Broken GTX 980M

Discussion in 'Hardware Components and Aftermarket Upgrades' started by Darker01, Nov 11, 2017.

  1. Darker01

    Darker01 Notebook Enthusiast

    Reputations:
    5
    Messages:
    17
    Likes Received:
    3
    Trophy Points:
    6
    Hello everyone.

    I made this thread with the hope that I would learn more about what caused my GTX 980M to fail after ~2 years of moderate/heavy gaming and academic use. Pictures can be found here.
    As far as I can tell, the front and back of the card looked normal. R47 and R22 had some small deformations on the surface that were a bit hard to see. I believe R22 is some sort of VRM/inductor, but I have no clue what R47 is. The power supply's tip was noticed to be discolored after the failure, but I'm not certain why it happened or how it was related to the failure.

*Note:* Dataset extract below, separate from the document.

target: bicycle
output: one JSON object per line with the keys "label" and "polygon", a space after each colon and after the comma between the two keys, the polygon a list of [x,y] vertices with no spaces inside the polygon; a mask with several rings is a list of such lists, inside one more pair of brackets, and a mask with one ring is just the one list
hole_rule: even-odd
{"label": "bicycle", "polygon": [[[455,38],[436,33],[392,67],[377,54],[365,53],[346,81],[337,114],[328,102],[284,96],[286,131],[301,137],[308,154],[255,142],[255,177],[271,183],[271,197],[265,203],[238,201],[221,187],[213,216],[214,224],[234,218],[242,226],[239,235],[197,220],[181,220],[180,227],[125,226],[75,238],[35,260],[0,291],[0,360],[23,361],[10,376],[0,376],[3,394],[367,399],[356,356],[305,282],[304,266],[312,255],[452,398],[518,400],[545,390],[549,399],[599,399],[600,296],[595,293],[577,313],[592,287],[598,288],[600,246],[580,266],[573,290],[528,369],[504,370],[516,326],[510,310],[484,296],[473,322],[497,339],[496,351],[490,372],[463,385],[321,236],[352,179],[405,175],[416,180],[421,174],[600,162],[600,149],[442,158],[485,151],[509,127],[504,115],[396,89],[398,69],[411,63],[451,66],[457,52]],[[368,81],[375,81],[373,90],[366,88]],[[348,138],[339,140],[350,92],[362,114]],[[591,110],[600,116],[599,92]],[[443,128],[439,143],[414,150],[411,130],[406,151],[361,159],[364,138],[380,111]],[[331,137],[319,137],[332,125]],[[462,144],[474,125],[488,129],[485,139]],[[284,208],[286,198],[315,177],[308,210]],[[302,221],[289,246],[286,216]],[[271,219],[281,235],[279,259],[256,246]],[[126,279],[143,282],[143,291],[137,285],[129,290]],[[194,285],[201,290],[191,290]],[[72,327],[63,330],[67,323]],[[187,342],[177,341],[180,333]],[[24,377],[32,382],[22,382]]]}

    EDIT 1: R47 and R22 in the pictures had a resistance of about 1.5 Ohms as measured with the red Centech digital multimeter - same as the adjacent clean-looking R22.

    EDIT 2: Added picture of backplate with thermal pad to the album.

    EDIT 3: @Khenglish suggested measuring resistance across power input pins. If >2kOhm then something else other than the power FET broke. Measured 7 Ohms. Picture here.

    EDIT 4: Measured the resistances of the black capacitor between the R22 coils (core) and the 2 adjacent to the one on the right (memory). Got 9.5 Ohms for the row of 6 and 24.0 Ohms for the row of 2. Remeasured resistance across the power input pins and got 9.5 Ohms. Possible correlation between resistances of core capacitors and the short.

    EDIT 5: Row of 6 capacitor shorted to the power input pad (right one). Requested this from Texas Instrument (free with .edu email extensions) along with hot air rework station + flux + solder.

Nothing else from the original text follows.